Philosophy classes followed in college, featuring Existential Ennui 101. Then came a life-long fascination with the concepts and practices of world faiths, which offered snapshots of the truth and stories to back them up. Eventually these same questions led to more and more study of archetypes and mythology and contemplative practices. I learned to meditate and crossed paths with Vipassana, or mindfulness. I began to hear a few subtle answers at last, as I listened, and the Search was still on.
No matter what showed up on the mystical path, what I continued to notice is that the mind just kept cooking up new questions that could not be meditated away. Or medicated, for that matter. (I had already given that a good try in my twenties)
Thirty years of seeking later, I fell in love with inquiry when I discovered that some of the thoughts that present themselves simply want to be understood…not in the mind, but in the heart.
Now my business required asking questions of my clients. So much for my mother’s advice! I became deeply committed to this process, sometimes called the Great Undoing. During the past decade, I’ve questioned the thoughts of hundreds of people, if not thousands. Almost without fail, I’ve witnessed the radical freedom that comes as the old personal religions are questioned one by one. I also continue to notice for myself how much suffering is relieved when I stop believing those stale old refrains.

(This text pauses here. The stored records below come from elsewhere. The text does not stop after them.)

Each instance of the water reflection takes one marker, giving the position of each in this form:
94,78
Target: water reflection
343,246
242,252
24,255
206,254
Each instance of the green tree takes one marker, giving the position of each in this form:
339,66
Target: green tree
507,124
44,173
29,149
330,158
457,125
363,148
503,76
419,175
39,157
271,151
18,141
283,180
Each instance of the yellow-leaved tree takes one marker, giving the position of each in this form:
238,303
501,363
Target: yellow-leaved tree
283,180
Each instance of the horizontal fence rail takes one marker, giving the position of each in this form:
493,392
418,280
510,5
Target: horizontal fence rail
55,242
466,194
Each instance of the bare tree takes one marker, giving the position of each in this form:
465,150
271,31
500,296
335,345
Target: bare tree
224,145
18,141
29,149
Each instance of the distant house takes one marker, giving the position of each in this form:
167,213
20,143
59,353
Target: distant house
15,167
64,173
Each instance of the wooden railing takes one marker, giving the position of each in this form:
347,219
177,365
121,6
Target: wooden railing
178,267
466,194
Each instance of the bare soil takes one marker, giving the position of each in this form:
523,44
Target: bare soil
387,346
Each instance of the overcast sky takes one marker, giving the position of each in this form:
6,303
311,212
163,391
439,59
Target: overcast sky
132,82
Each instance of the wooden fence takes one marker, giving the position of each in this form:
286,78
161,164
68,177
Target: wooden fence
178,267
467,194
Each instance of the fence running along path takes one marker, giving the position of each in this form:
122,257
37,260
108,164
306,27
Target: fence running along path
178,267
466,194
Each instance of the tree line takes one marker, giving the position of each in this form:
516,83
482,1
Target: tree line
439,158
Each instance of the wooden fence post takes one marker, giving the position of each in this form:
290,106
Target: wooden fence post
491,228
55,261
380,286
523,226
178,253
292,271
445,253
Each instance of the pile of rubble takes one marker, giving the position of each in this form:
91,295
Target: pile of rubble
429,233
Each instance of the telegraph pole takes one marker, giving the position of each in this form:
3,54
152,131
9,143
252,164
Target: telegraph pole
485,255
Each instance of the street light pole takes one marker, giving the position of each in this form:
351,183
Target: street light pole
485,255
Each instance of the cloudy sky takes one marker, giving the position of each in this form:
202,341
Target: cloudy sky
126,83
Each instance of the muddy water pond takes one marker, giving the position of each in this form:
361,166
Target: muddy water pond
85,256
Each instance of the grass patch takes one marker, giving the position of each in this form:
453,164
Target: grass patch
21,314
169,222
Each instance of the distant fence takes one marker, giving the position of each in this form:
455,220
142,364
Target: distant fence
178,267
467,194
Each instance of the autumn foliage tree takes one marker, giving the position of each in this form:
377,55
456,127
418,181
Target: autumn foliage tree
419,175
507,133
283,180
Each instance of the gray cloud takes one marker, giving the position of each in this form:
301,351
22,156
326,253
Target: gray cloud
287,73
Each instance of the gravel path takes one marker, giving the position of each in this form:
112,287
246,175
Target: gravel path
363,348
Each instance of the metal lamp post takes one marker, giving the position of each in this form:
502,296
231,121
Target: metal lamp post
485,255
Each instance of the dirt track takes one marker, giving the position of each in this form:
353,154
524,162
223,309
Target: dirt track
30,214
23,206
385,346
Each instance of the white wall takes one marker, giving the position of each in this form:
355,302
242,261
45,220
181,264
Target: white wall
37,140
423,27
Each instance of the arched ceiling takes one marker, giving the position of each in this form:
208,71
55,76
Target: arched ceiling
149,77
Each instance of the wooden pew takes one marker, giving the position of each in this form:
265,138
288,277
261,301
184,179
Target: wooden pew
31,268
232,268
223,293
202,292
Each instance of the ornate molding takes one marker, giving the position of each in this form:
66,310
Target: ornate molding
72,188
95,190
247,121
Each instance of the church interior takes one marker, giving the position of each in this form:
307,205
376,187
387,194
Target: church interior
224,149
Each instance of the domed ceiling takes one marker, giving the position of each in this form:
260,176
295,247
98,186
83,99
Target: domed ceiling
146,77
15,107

And what I’ve noticed is that new refrains still come all day long, like piped Muzak in the brain. The idea of bringing each of them up for inquiry can be (just perhaps) a bit overwhelming.
Which led to a new question. The big question. The scary question.
What if my mother was right?
What if I DO ask too many questions? The more questions I’ve asked, the more I’ve come to see that there is a mind below the mind that is just fine. All the muzak of random thoughts firing away can drown it out, but at a deep level, there’s an internal Knowing that is deep and true and beyond questions because it is at the root of being. And it would be asking one too many questions to inquire into the reality of that voice.